New plug? News to me. It wouldn't happen to be a gas dryer would it? What does the end of the cord look like?


----------



## Scuba_Dave (Jan 16, 2009)

Old outlets were 3 wire & 3 plug
Newer runs are 4 wire & 4 plug

BUT, usually you can still use the old plug & just buy a 3 wire cord, or use your old one
They probably did not have a 3 plug cord
If that was included in your delivery/setup fee get a refund

Is this a combo washer/dryer that takes 220 ?
Where are you located ?


----------



## Jim F (Mar 4, 2010)

They sell the cord separately with 220v appliances for a number of reasons, the main one being that there are the older 3-prong and the newer 4-prong outlets still being used. This gives the customer the option of buying the correct cord or using the one off their old appliance if it is still in good shape.


----------



## Red Squirrel (Jun 29, 2009)

You are probably looking for this:









(30 amp breaker)

It's very similar to a stove, so make sure you get the right one. A stove one looks like this:









(40 amp breaker)


----------



## snapp (May 18, 2010)

wow thanks all.im in mich. yes it is a combo. it appears that i brought the right outlet in picture someone had a picture on how the wires connect in outlet but now i cant find it


----------



## Sparky8370 (Jan 7, 2009)

Screws should be color coded. Green for ground, silver for neutral, brass for hots.


----------



## boman47k (Aug 25, 2006)

Black to one side, red to one side, white in the middle,and green to the cabinet on the pigtail. This on the dryer end. If I remember correctly, the green will go to the top on the rec end.

Im not sure I would go tot he trouble of running a new 4 wire circuit when I could just use a 3 wire cord.. May have to add a ground strap on the dry power block if the new dryer does not have a ground strap. *If* the new dryer does have a ground strap, and you do run a new 4 wire , remove the strap and attach the green wire in its place.

The ground strap is usually a flat piece of copper from the dryer case to the power block. I am not sure a new dryer will have this strap, since they are designed for 4 wire.


----------



## snapp (May 18, 2010)

well im still alive and all work well


----------



## boman47k (Aug 25, 2006)

So you put the 3 wire cord on it?


----------



## snapp (May 18, 2010)

no i ran the 4 wire but i did go back to take dryer ground off. but can the plug be mounted side ways? it was easier to run that way to avoid water pipes


----------



## boman47k (Aug 25, 2006)

I know of no reason the positioning of the plug would matter as long as the wires are not in a bind or too sharp of a turn.


----------



## boman47k (Aug 25, 2006)

What did you do with the ground wire? It has to be grounded to the cabinet in some way. Since you went with the 4 wire cord, if the dryer has a terminal for the green grnd, that terminal may need the grnd strap to be connected to the cabinet.
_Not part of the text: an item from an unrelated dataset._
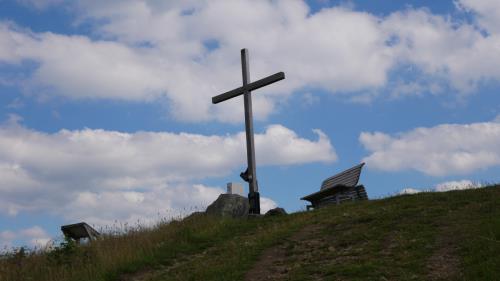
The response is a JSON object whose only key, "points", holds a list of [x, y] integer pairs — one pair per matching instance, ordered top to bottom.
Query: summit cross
{"points": [[249, 175]]}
You remove the strap from the cabinet when you put a 4 cord on a dryer that had a 3 cord and still had a 3 cord power block. 

We also got a new Samsung, but I cannot picture the power block on it. I'm not even sure now if I put the cord on it. A lady had bought it, or the washer, and decided she wanted a different color. I got a good deal on it since it had been returned. It may have had the cord on it. I still have a few new 4 wire pigtails in the shop. I just can't recall if I put one on the new dryer. 

This getting old is not fun.


----------



## snapp (May 18, 2010)

oh my bag got it mix up i put it back thanks again


----------